Am 26.04.2013 01:03, schrieb Reindl Harald:
Am 25.04.2013 23:04, schrieb Richard Vickery:
Thank you! An answer I can reply happily with / to, rather than thinking that, unlike what the website says, this group is not so helpful.
If I am on the alpha program, why am I on 3.7x rather than 3.8x?

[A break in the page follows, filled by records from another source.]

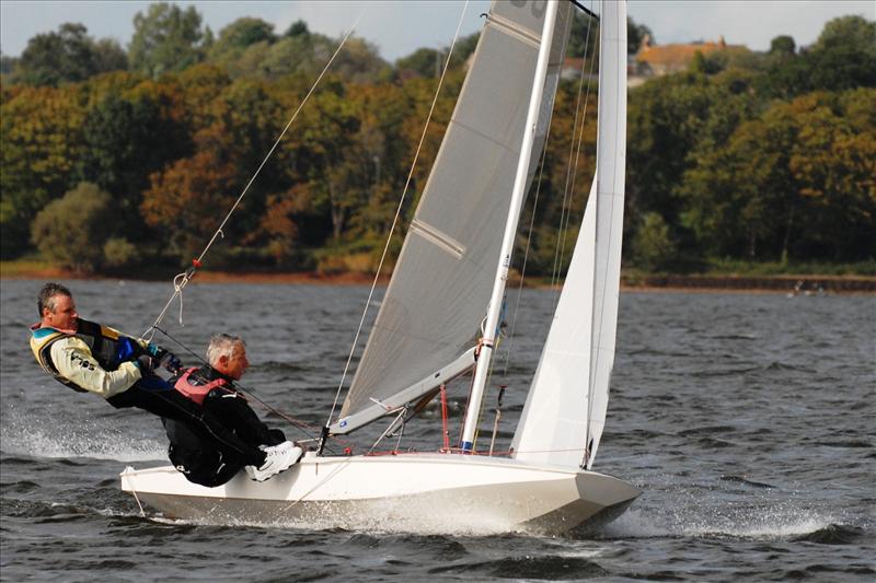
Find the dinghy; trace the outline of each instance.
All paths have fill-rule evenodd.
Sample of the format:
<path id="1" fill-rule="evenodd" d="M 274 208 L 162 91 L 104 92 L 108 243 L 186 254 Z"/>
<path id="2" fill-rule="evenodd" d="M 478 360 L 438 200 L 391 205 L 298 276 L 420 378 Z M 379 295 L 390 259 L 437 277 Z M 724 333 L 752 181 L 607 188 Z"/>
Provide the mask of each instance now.
<path id="1" fill-rule="evenodd" d="M 471 374 L 459 447 L 332 456 L 321 446 L 268 481 L 241 473 L 217 488 L 189 483 L 172 466 L 128 467 L 124 491 L 166 517 L 210 524 L 549 535 L 610 520 L 638 495 L 591 469 L 614 362 L 624 2 L 602 2 L 597 175 L 510 453 L 479 452 L 475 440 L 518 219 L 574 10 L 566 0 L 494 1 L 349 393 L 323 435 L 404 422 Z"/>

$ uname -rsvp Linux 3.7.2-204.fc18.x86_64 #1 SMP Wed Jan 16 16:22:52 UTC 2013 x86_64
nobody knows why you do not update your kernel 3.7.x is old, EOL and lacking a lot of security fixes 3.8.x is in the stable repos for any supported release
3.8.8-203.fc18.x86_64 3.8.8-102.fc17.x86_64 3.9.0-0.rc8.git0.2.fc19.x86_64
and if you updated you kernel / OS it is most likely in /boot/grub2/grub.cfg and by whatever error not as default
there is a line like set default="0" which can be modified or simply after select the newest kernel at boot a "yum reinstall kernel" after make sure the newest one works will remove any other kernel and with the next update all should be fine again, or simply use grub2-mkconfig -o /boot/grub2/grub.cf to re-generate the grub-config, at the begin without the -o param to take a look what would happen
but you can for sure select the kernel at boot
thanks to people who still thinks it is a good idea to hide the alternate kernels in the grub menu as default and force users to take action by pressing keys at the grub-stage of boot
hence to not use linux alpha-releases if you are not firm with these things!